O senso comum, construído e propagado pela grande mídia e pelas redes sociais, diz que o coronavírus e demais doenças virais são apenas crises naturais, que surgem do nada e sem qualquer explicação. A forma que nos passam faz crer que estamos no juízo final, pois dão uma explicação mística, ainda que com algum conteúdo científico. Mas de onde vem a COVID-19 doença causada pelo SARS-CoV-2?
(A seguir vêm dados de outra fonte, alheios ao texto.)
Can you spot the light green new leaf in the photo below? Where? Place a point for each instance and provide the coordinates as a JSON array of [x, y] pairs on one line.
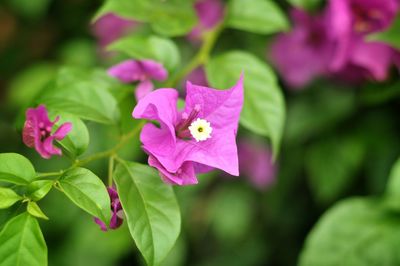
[[257, 16], [34, 210], [306, 4], [332, 165], [392, 193], [77, 140], [82, 93], [38, 189], [149, 47], [170, 18], [8, 197], [151, 209], [16, 169], [390, 36], [22, 243], [264, 106], [87, 191], [355, 232]]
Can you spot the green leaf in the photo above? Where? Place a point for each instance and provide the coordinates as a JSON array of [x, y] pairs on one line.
[[392, 193], [151, 210], [306, 4], [355, 232], [27, 84], [87, 191], [149, 47], [313, 112], [22, 243], [225, 204], [34, 210], [171, 18], [38, 189], [332, 165], [77, 140], [257, 16], [16, 169], [390, 36], [264, 106], [82, 93], [8, 197], [30, 9]]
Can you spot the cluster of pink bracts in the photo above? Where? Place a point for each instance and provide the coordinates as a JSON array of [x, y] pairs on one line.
[[334, 43]]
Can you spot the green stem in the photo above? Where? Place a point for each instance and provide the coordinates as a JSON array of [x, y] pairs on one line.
[[110, 170], [200, 58], [50, 174], [114, 150]]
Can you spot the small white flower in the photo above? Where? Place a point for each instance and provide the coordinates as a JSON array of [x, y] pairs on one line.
[[200, 129]]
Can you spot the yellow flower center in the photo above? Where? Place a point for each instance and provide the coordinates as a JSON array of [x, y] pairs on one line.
[[200, 129]]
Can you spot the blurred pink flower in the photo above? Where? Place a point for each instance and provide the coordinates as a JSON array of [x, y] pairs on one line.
[[110, 27], [349, 22], [37, 132], [304, 53], [197, 139], [198, 76], [255, 162], [116, 211], [209, 13], [139, 70]]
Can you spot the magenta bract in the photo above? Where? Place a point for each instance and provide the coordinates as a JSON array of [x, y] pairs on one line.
[[304, 53], [349, 22], [116, 211], [172, 147], [139, 70], [37, 132]]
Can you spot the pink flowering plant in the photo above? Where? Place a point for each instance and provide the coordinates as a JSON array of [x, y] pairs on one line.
[[200, 132]]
Existem explicações geopolíticas para o caso. Uma parte dos ultraneoliberais fascistas, afirmam que o novo vírus foi produzido em laboratório pela China, que a China não tem liberdade política e que por isso não conteve o vírus em suas fronteiras. Esta é uma versão pouco plausível uma vez que a China foi quem teve maior prejuízo com a pandemia, que causou milhares de mortes em seu país e grandes prejuízos econômicos. Vale lembrar que a queda do comércio mundial prejudica principalmente a China que tem sua economia voltada prioritariamente ao mercado internacional, gerando grande prejuízo para sua balança comercial. Também não teriam nada a ganhar com a queda geral das bolsas de valores. A China tem muitos interesses em todo mundo, além dos interesses comerciais, interesses financeiros. Promovem uma diversificada e massiva exportação de capitais por meio de empréstimos, financiamento de infraestrutura nos países em desenvolvimento e investimento estrangeiro direto. Portanto, não teriam interesse em promover uma crise mundial.
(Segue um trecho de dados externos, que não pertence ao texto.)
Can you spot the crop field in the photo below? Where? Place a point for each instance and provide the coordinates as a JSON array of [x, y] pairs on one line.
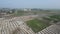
[[37, 25]]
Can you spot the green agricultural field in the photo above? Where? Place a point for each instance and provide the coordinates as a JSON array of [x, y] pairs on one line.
[[37, 25]]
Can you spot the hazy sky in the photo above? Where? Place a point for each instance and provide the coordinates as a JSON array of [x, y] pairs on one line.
[[30, 4]]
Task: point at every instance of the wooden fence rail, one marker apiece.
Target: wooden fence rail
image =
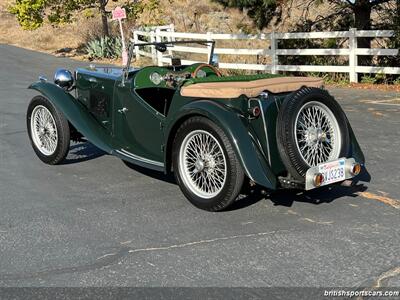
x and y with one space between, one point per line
162 33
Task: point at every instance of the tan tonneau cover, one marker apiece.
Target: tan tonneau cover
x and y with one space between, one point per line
252 88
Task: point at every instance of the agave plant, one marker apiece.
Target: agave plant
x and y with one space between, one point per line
104 47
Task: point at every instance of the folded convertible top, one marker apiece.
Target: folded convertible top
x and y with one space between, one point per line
234 89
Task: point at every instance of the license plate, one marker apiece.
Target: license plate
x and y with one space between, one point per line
333 171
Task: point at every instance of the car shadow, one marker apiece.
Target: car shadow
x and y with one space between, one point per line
251 196
151 173
288 197
82 151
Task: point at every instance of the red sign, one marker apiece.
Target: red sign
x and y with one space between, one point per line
119 13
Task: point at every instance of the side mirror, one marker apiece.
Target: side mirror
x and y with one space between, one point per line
161 48
215 60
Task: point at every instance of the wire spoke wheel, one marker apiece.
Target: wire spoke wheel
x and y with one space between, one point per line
44 130
317 134
202 164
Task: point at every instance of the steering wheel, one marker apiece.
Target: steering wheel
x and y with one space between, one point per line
199 67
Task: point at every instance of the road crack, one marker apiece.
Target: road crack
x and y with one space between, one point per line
112 258
381 198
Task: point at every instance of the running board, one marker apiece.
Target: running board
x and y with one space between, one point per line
139 160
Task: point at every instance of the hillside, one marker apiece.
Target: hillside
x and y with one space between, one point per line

É verdade que, mesmo tendo todos esses prejuízos, a China saiu fortalecida com o combate que conseguiu fazer à COVID-19, pois alçaram efetivamente a acabar com o vírus em suas fronteiras em apenas 3 meses. Devem assim fortalecer o cinturão e rota da seda, que tem a China como potência. Agora a China investe apoiando os países de sua área de influência a combater o coronavírus, aumentando sua influência em todo planeta e buscando estabelecer modelos diplomáticos fora do sistema FMI-Banco Mundial.
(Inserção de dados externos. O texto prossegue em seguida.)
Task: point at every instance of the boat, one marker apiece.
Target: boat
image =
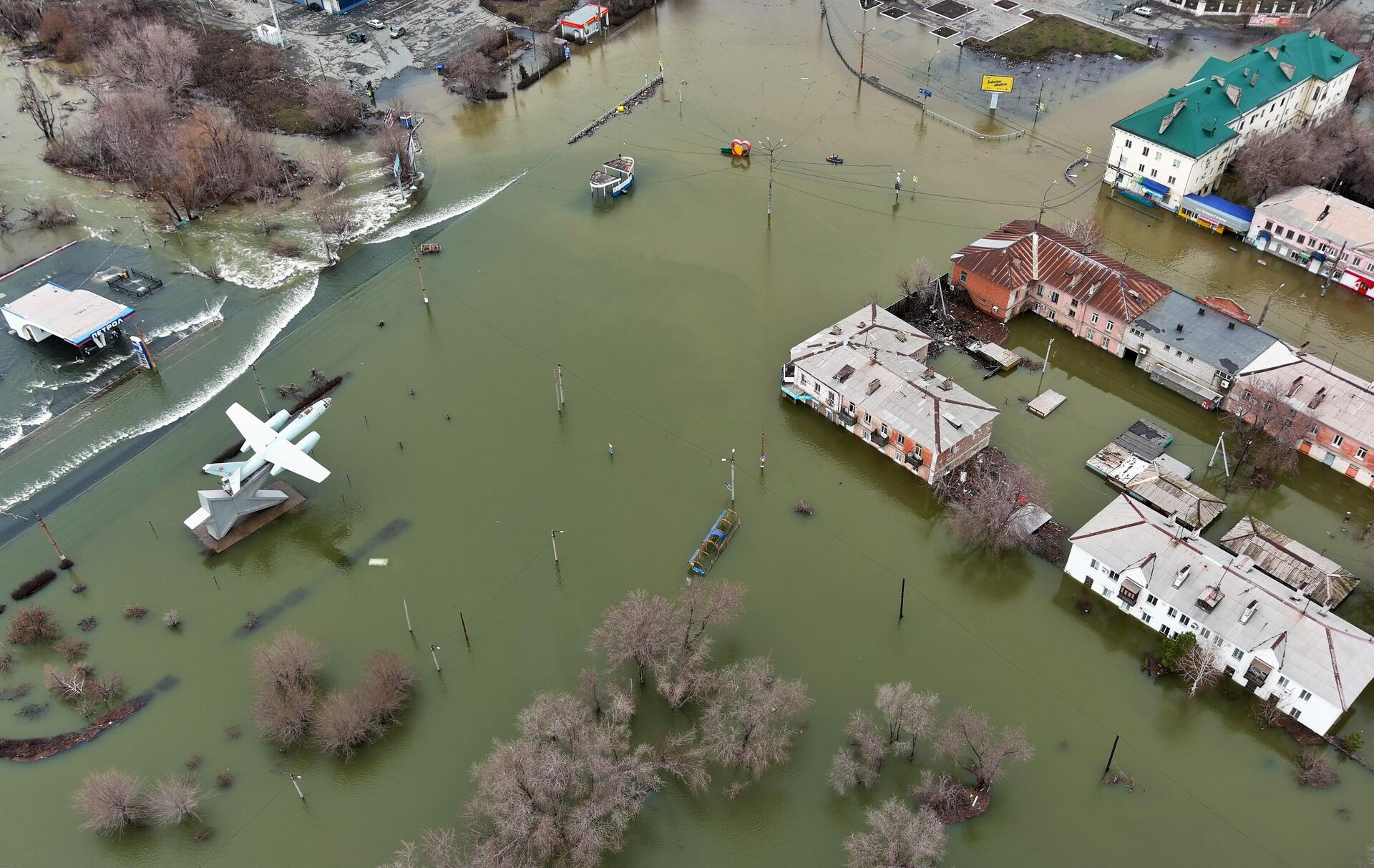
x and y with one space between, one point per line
739 147
615 177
Também não se tem dados suficientes para acreditar que os EUA produziram biotecnologicamente esse vírus em um laboratório. É verdade que os EUA teriam interesses em disseminar um vírus desses na China, causando prejuízos econômicos e sendo uma segunda etapa da guerra comercial em voga. Os EUA foram questionados pela China a respeito da abertura de suas informações sobre como se desenvolveu a contaminação em seu território nacional. Porém, os dados não são liberados pelos EUA, gerando grande desconfiança. No entanto, parece que não exitem informações suficientes e tudo isso mais assemelha-se a uma guerra de informações entre as duas grandes potências mundiais. Os EUA teriam mais a perder do que a ganhar com toda essa situação. De qualquer maneira, o fato é que não se pode concluir que houve uma produção laboratorial do SARS-CoV-2, causador da COVID-19[1].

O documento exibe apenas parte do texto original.